In Zeiten von glücklich gleichgeschalteten Ravern aber ist der absurd tanz- und abfeierbare Indieschlagerhaus- und Heimelektro Dorau’s allesamt unterhaltsamer, dessen überraschende Wiedergeburt im Jahr 2011 sich vielleicht noch zum Retter von deutschsprachigem Pop mausern könnte, so schlecht es um den Pop in Deutschland derzeit mal wieder steht. Das aktuelle Album Todesmelodien (Staatsakt, VÖ 17.6.2011), das dem einen ein Meisterwerk und dem anderen ein Grauen sein dürfte jedenfalls riecht mal wieder förmlich nach dem einen oder anderen Hit, wobei es an selber Stelle eben auch so dummdeutsche Totalflops wie “Schwarz Rot Gold: Hat das die Natur so gewollt?” hagelt. So‘n Durchfall passiert einem Jens Friebe jedenfalls nicht  – hoffe ich.

(Mehr von derc/o pop und auch Fotos nach dem Wochenende)



Kommentare / Comments:

  1.  
    1. Karl  

    "dummdeutsche Totalflops wie “Schwarz Rot Gold: Hat das die Natur so gewollt?” hagelt. " ????

    Hast Du das Lied gehört, oder nur seinen Titel gelesen?

    Hier ein paar Worte von Dorau zu diesem Lied:
    "Die deutsche Fahne ist einfach abgrundtief hässlich, so kam ich auf den Refrain: "Er ist schwarz-rot-gold / Hat das die Natur wirklich so gewollt?" Dann musste die Strophe her.

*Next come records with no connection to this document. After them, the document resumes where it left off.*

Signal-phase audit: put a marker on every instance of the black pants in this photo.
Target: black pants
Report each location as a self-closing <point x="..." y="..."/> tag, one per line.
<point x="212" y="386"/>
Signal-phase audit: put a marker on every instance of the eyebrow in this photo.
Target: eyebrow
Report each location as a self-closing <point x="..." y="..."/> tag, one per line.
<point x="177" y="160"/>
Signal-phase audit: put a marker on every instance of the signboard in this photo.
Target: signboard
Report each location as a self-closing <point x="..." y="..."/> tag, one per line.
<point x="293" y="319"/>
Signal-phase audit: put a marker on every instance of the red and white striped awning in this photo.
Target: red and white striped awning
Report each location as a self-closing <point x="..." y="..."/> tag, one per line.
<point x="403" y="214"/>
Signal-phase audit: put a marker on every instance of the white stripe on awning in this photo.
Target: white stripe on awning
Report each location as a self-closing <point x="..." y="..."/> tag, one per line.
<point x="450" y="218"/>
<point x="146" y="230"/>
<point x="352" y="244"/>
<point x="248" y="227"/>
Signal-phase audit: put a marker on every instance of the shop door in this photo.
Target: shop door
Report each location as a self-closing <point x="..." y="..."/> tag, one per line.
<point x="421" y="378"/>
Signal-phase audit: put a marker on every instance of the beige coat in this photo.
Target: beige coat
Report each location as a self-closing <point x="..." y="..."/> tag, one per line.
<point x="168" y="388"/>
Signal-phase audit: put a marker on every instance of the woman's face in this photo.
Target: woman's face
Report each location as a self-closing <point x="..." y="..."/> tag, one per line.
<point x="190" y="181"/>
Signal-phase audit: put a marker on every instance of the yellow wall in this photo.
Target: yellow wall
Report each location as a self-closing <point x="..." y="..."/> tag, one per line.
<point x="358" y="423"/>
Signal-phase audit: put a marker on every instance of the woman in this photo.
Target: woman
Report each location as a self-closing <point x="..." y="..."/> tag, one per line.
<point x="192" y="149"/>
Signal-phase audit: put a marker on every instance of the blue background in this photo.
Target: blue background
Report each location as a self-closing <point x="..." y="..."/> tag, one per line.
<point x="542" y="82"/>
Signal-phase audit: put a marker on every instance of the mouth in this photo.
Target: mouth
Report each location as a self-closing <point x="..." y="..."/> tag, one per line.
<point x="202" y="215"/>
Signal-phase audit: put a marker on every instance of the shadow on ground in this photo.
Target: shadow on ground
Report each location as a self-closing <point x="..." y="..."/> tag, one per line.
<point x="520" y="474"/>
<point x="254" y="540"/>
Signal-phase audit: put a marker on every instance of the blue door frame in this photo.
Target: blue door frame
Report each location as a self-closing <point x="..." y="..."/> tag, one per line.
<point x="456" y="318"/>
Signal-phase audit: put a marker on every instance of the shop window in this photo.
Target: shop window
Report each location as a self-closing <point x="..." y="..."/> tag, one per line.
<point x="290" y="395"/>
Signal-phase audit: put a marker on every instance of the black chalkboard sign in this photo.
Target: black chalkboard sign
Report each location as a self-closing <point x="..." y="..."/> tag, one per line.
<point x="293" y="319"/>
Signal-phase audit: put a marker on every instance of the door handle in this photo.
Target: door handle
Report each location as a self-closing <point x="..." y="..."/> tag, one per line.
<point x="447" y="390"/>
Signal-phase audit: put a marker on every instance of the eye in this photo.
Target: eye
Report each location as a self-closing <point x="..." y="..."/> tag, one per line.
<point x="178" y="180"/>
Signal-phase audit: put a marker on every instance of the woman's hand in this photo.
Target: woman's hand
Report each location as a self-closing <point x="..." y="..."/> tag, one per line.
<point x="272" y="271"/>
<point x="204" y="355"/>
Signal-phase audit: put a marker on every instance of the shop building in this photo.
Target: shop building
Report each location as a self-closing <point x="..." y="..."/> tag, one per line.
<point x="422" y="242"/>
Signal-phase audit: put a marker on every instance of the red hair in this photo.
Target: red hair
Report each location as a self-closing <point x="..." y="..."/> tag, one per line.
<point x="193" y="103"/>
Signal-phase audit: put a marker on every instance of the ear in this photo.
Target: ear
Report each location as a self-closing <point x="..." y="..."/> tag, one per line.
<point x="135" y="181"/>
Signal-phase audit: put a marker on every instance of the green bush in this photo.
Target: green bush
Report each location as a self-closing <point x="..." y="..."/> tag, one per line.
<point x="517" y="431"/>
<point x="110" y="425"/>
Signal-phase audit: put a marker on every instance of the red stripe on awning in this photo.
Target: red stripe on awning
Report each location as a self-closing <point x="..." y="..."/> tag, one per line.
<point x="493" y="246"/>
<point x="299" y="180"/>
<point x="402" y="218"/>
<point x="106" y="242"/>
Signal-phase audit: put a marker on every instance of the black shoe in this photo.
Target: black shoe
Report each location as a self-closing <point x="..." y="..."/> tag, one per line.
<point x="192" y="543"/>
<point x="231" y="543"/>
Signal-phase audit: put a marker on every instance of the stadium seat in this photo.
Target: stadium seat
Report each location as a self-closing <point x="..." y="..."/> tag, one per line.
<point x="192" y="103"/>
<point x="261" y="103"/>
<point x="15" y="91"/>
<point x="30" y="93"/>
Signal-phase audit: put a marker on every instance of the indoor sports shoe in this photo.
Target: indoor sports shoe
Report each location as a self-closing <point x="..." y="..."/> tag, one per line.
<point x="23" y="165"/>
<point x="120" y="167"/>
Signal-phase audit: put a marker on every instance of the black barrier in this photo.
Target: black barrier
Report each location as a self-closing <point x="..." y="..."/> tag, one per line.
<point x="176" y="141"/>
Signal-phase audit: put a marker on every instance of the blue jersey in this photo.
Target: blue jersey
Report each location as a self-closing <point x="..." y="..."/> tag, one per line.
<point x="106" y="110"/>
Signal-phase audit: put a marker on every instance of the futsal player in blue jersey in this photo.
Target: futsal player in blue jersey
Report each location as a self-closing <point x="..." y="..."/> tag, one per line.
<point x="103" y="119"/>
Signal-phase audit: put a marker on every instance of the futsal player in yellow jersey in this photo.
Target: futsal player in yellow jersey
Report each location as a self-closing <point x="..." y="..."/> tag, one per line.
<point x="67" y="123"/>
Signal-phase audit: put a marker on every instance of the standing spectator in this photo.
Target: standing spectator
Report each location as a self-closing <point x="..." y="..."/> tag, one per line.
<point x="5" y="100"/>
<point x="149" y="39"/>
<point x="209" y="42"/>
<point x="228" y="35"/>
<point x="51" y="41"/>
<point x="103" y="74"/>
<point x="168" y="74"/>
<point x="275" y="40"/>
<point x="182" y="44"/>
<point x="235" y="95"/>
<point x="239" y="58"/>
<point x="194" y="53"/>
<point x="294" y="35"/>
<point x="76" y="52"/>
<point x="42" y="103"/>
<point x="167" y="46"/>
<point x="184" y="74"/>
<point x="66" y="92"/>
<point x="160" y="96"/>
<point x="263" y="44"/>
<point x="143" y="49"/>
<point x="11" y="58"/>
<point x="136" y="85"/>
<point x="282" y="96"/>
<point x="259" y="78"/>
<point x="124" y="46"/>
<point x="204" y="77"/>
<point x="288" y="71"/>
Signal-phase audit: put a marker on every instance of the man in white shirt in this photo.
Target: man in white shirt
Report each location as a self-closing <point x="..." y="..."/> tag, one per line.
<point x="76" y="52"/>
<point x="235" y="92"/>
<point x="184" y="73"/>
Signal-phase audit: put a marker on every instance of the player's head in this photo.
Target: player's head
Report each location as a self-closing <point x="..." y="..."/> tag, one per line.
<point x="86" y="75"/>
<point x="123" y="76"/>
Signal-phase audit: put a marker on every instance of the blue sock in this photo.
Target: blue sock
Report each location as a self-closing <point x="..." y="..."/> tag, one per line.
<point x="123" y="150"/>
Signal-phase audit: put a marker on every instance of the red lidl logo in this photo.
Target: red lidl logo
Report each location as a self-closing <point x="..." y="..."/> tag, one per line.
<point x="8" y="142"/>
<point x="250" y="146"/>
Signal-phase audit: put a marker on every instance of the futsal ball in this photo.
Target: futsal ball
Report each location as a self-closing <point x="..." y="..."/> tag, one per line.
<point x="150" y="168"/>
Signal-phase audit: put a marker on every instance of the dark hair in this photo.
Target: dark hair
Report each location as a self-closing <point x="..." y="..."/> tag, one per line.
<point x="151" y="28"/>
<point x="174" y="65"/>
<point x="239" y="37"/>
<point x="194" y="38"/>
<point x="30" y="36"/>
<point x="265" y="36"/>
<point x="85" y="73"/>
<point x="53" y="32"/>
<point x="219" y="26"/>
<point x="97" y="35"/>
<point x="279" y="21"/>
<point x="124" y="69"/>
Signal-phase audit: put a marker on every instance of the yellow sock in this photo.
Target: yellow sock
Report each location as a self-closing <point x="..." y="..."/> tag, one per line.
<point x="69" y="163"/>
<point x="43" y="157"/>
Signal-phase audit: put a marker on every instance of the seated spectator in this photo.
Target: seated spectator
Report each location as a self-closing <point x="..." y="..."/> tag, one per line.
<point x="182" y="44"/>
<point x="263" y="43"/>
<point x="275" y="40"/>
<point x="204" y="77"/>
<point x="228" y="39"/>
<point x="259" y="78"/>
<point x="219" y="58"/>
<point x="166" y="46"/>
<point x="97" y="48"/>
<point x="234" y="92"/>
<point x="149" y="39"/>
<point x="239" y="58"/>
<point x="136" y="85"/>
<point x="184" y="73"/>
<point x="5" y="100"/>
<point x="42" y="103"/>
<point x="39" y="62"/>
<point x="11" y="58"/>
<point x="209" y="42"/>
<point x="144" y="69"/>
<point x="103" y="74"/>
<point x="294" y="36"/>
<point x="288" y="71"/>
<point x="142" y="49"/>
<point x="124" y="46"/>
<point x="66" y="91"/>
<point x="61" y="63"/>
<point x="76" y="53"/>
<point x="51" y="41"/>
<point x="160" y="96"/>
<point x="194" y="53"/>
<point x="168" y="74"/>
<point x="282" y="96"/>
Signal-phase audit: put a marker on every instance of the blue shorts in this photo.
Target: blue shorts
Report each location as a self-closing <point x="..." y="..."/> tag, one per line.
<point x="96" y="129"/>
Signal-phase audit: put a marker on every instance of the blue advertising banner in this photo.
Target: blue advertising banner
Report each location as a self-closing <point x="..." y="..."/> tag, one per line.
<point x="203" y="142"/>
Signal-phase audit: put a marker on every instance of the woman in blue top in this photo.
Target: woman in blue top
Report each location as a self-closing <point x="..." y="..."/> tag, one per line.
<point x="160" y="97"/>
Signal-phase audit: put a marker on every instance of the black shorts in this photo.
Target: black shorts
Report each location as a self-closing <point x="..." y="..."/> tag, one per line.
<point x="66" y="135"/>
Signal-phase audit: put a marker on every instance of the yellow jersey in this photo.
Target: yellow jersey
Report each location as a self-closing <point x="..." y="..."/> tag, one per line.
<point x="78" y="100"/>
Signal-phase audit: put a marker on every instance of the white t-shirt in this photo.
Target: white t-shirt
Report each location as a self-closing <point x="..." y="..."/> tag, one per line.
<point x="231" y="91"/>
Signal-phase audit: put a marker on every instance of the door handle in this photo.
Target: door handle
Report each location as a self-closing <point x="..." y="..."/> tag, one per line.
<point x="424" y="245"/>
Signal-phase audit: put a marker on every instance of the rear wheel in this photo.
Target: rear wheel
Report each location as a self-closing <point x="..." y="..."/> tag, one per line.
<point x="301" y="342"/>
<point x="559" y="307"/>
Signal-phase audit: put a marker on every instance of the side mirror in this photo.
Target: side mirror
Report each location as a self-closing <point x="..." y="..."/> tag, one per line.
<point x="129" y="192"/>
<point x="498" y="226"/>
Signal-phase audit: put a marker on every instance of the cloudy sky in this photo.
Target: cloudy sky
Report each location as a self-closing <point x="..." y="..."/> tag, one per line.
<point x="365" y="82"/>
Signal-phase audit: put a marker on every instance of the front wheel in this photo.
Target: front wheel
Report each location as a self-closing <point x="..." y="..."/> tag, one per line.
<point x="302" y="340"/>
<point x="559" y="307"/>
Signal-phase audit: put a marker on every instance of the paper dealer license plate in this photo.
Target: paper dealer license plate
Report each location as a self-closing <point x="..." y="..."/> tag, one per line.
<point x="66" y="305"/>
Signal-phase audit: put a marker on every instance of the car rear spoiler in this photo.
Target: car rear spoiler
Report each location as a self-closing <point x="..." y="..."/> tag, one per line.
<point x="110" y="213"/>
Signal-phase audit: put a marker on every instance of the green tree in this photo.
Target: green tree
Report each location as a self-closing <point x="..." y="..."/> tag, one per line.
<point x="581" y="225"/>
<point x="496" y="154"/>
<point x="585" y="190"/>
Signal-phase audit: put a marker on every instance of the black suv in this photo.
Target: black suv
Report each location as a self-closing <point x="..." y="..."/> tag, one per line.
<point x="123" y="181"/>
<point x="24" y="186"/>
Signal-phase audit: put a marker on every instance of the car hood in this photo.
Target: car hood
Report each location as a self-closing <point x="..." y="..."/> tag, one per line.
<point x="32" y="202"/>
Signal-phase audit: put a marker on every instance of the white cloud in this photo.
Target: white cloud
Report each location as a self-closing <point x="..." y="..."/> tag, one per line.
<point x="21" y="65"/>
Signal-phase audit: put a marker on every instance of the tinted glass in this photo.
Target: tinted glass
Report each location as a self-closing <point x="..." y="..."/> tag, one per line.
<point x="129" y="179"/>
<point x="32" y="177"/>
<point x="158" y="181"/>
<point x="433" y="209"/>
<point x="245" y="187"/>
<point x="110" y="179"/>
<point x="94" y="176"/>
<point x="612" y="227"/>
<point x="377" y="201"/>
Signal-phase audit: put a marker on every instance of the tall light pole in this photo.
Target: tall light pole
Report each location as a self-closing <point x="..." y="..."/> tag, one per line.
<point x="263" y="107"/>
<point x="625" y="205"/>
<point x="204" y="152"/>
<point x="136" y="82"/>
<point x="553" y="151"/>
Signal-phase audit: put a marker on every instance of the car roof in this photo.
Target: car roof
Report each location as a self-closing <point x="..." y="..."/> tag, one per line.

Mir fiel ein, dass es diesen ekligen Vogel gibt, den Fadenpipra, der im brasilianischen Urlaub lebt und dessen Gefieder schwarz-rot-gold gefärbt ist. Die zweite Strophe lautet also: "Und würde man ihn danach fragen / willst du Deutschlands Farben tragen? / wählte er mit Sicherheit / ein schö-ne-res Farbenkleid"."